С той поры слово «эксперимент» так и закрепилось за моей попыткой создать семью. Оно даже стало своеобразной точкой отсчета. Бывало, отец говорил: «Ну, это было до эксперимента». Или: «В то смутное время эксперимента». Или: «Это уж случилось сразу после эксперимента, в дни сумасшедшего ликования».
Он был прав. Избавившись от своего лекаря, я испытывала необыкновенный подъем. Жизнь казалась многоцветной и многообещающей. Вскоре я защитила диплом, начала работать в издательстве, и мало-помалу мое бытие начало обретать определенную стабильность. Это не значит, что отныне я была застрахована от вспышек. Моя force vitale оставалась при мне. Однако теперь я стала осмотрительней, да это и не требовало чрезмерных усилий. Кто знает, может быть, я была награждена последней любовью за то, что фактически не изведала первой. Сама не решу, что было тому виной, — обстоятельства, книжное воспитание или брачная неудача? Это не значит, что мне не приходилось ходить по самому краю обрыва. Я вспоминаю, как однажды мы встречали у нас Новый год. Народу в ту ночь собралось немного: Багров с Ольгой Павловной, ученица отца — серьезная немолодая девушка, всегда появлявшаяся одна, его ассистент со своей женой. Ждали Ганина, испросившего позволения привести с собой приятеля. («Я, как обычно, поставщик», — не преминул он сказать, получив согласие.) Они явились незадолго до боя курантов. Спутником Ганина был Бурский, — думаю, вы о нем наслышаны, — в нашей журналистике он не из последних.
Надо сказать, что эти двое были и схожи и несхожи. Оба знали юмору цену, но Ганин предпочитал усмехаться про себя, а Бурский, как вскоре обнаружилось, был фонтанирующий остроумец. Ганинские шутки были мрачноваты, они отвечали его скрытой мизантропии, а Бурский и впрямь был веселый малый. Кажется, и однолетки, но молодости в Бурском было больше, молодость была его стилем, между тем в Ганине чувствовалась ранняя зрелость. Бурский был человек блестящий, в Ганине угадывалась трудная подводная жизнь. Бурский с первых шагов завоевал репутацию репортера высшего класса, к Ганину успех пришел далеко не так быстро и не прибавил ему сияния. Однако при столь различных качествах оба были весьма привлекательны, хотя, безусловно, каждый по-своему. Пути обаяния неисповедимы.
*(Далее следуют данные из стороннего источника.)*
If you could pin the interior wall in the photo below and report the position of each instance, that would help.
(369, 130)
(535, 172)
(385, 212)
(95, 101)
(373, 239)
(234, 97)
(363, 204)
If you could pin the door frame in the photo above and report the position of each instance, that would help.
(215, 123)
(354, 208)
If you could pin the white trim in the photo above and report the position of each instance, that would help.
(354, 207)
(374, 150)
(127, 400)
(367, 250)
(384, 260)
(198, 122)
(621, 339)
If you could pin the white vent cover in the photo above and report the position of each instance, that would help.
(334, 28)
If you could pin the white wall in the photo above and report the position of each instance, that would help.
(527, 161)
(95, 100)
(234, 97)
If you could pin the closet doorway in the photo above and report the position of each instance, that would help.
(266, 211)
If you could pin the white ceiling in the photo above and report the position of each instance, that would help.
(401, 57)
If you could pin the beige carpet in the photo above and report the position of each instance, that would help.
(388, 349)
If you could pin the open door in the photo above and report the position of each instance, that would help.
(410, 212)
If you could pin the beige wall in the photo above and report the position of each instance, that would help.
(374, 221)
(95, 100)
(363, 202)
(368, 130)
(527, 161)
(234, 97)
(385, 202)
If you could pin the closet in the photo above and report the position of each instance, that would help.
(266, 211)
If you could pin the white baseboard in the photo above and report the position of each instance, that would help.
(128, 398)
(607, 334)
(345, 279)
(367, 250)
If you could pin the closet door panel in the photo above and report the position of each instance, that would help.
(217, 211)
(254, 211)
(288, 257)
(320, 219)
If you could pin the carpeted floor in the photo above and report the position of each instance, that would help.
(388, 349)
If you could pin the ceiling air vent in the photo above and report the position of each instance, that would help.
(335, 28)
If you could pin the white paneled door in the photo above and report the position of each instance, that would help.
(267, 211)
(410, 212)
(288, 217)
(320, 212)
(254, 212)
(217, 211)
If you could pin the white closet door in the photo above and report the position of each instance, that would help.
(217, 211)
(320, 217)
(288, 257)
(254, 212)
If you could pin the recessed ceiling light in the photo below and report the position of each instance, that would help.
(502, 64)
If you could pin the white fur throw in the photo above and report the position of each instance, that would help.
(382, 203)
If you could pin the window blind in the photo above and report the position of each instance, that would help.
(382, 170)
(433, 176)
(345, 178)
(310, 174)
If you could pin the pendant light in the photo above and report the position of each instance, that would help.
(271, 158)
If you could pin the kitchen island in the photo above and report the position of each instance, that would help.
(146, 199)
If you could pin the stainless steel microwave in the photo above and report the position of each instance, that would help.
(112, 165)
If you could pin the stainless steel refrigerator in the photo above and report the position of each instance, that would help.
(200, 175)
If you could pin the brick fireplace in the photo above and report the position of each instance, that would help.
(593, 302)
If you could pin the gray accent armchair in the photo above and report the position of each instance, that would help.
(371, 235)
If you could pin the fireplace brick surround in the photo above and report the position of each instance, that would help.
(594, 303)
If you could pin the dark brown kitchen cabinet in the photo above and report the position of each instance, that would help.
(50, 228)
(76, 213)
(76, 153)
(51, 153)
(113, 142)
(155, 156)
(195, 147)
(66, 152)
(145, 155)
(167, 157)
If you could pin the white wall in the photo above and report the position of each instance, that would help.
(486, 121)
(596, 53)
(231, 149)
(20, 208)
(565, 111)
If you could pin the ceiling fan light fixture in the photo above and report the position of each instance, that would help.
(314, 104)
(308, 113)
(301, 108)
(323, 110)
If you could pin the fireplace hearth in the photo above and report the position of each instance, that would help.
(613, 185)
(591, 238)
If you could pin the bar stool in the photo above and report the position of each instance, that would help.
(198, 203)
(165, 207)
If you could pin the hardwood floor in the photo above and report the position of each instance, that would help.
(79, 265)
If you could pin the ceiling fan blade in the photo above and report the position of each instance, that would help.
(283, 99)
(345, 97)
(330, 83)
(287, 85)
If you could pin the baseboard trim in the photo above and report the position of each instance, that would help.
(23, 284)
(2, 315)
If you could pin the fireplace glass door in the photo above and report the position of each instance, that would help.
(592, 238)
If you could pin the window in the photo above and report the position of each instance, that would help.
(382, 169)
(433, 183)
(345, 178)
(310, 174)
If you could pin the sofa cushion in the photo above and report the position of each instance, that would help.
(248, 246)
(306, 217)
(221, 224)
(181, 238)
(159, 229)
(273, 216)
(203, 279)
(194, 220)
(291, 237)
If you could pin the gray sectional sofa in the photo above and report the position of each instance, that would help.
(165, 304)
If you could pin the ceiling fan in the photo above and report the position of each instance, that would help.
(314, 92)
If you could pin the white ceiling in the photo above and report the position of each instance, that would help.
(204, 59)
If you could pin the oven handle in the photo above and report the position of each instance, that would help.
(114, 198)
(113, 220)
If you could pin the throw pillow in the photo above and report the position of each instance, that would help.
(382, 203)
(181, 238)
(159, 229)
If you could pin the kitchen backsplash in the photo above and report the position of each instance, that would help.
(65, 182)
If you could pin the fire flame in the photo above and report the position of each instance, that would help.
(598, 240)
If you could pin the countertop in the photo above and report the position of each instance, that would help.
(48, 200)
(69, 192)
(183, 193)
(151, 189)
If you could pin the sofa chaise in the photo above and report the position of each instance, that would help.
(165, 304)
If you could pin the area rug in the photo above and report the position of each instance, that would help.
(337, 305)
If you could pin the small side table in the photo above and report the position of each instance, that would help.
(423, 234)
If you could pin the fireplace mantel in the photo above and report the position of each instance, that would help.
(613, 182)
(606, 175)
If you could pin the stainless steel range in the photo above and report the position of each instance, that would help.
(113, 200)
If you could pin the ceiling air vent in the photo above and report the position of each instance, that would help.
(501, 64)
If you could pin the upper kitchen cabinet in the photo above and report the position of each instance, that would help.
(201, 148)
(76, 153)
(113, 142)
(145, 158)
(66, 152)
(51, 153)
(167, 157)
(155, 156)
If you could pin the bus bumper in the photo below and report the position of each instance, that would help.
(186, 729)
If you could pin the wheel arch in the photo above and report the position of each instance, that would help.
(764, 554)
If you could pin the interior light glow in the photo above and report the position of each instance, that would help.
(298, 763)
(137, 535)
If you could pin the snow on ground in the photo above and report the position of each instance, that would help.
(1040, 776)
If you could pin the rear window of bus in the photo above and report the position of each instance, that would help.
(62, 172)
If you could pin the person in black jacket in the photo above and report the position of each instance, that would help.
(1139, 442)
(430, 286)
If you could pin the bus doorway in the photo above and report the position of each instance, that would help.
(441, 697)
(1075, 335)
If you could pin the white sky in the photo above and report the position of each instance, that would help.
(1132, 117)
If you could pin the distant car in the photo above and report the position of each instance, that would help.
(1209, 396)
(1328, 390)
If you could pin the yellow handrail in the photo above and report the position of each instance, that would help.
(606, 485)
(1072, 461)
— Ну что ж, проводим, — сказал отец, — прощай, старина!
— С богом, проказник! — напутствовал Бурский уходивший год.
— Еще один исчерпавший себя неудачник сходит со сцены, — добавил Ганин.
При этих словах Багров кивнул. Такие характеристики были в духе его умонастроения. Думаю, что эта вечная озабоченность была для Ольги Павловны знаком его избранничества. Во всяком случае, она была ей ближе отцовской усмешки. Бурский быстро подметил во Владимире Сергеиче эту черту и решил, по-видимому, что для человека преуспевающего она не может быть естественной. Должно быть, он счел, что это маска либо некоторая напыщенность (потом он признал, что ошибался). Во всяком случае, ему захотелось несколько заземлить Багрова, и, обратившись к нему по какому-то поводу, он назвал его Праксителем. Будь Багров самую малость площе, страдай он повышенным самоуважением, он бы, безусловно, обиделся. Однако Бурский ему понравился, он даже несколько оживился. На Бурского было трудно сердиться, ему было свойственно чувство меры, какая-то первородная легкость. Он не был склонен к выяснению отношений и, когда ему возражали, предпочитал уйти от спора. Но при этом нельзя было сказать, что он капитулировал, признав поражение. И здесь ощущалась все та же грация, дарованная ему богами. И ум у него был грациозный, не подберу другого слова, живой, с удовольствием переносящийся с предмета на предмет.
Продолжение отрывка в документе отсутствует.